Much like artists of any kind, be they authors or painters, programmers also have their very distinctive styles they code in. Apparently, the more skilled you are, the easier you become to identify, as your code work becomes more unique.
Rachel Greenstadt, associate professor of computer science at Drexel University, in partnership with Aylin Caliskan, assistant professor at George Washington University have managed to figure out how machine learning can be used to identify the authors of these codes.
Their work can be eventually used in settling plagiarism disputes as well as be a steady crutch to come in the aid of developers who open source their codes.
The cool thing about the algorithm they created is that it does not require large portions of code in order to give accurate results – a few snippets are enough. Around 600 programmers submitted their codes for testing, with 8 samples each and the system managed to correctly identify 83% of them.

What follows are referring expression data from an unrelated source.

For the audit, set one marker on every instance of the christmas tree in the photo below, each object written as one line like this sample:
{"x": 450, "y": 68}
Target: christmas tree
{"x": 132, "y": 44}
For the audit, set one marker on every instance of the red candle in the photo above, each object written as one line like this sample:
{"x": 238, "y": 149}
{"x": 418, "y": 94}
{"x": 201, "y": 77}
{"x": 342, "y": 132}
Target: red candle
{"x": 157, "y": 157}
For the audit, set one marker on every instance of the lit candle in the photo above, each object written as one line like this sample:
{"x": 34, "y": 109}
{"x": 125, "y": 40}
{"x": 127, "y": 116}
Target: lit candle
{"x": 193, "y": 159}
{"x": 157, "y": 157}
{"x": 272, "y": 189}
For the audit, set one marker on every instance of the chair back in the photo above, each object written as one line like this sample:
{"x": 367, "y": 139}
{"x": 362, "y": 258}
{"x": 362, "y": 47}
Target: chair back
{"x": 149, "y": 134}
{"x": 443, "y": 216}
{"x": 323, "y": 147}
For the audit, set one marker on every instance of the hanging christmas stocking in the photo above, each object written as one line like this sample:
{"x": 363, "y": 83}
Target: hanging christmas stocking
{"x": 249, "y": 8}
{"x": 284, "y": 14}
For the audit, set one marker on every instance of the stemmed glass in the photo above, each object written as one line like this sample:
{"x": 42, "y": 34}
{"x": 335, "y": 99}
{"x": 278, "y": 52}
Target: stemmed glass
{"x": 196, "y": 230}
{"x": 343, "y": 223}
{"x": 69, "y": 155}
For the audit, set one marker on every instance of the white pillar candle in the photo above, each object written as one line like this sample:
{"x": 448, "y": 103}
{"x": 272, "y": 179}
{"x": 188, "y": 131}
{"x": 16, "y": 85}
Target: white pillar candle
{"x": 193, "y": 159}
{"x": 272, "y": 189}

Obviously, this system has pros and cons. While it can be useful at dispelling any plagiarism issues, determine if a developer broke an employment contract clause or find out who created a malware or another, the system can also be easily used to trace programmers who wish to remain anonymous. Such would be the case for programmers who operate in countries who are under dictatorships and come up with tools that circumvent censorship, to give an example.
However the system will be implemented though, let’s hope someone will come up with some regulations on how and when it will be used and most importantly, into whose hands it will be given.